Evaluating the performance of Bayesian cumulative logistic models in randomised controlled trials: a simulation study
Chris J. Selman, Katherine J. Lee, Steven Y.C. Tong, Mark Jones, Robert K. Mahar

TL;DR
This study compares the performance of different statistical models for ordinal outcomes in randomized trials, highlighting the robustness of partial proportional odds models when the proportional odds assumption is violated.
Contribution
It provides a comprehensive simulation-based evaluation of PO, PPO, and logistic regression models, demonstrating their strengths and limitations under various conditions.
Findings
PO model performs best under true PO conditions.
PPO and logistic regression models are unbiased under non-PO scenarios.

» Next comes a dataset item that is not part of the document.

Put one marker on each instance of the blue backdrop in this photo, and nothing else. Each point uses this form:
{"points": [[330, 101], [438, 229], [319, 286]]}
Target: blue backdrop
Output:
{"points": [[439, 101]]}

Unconstrained PPO underperforms with sparse data.
Abstract
Background: The proportional odds (PO) model is the most common analytic method for ordinal outcomes in randomised controlled trials. While parameter estimates obtained under departures from PO can be interpreted as an average odds ratio, they can obscure differing treatment effects across the distribution of the ordinal categories. Extensions to the PO model exist and this work evaluates their performance under deviations to the PO assumption. Methods: We evaluated the bias, coverage and mean square error of four modeling approaches for ordinal outcomes via Monte Carlo simulation. Specifically, independent logistic regression models, the PO model, and constrained and unconstrained partial proportional odds (PPO) models were fit to simulated ordinal outcome data. The simulated data were designed to represent a hypothetical two-arm randomised trial under a range of scenarios.…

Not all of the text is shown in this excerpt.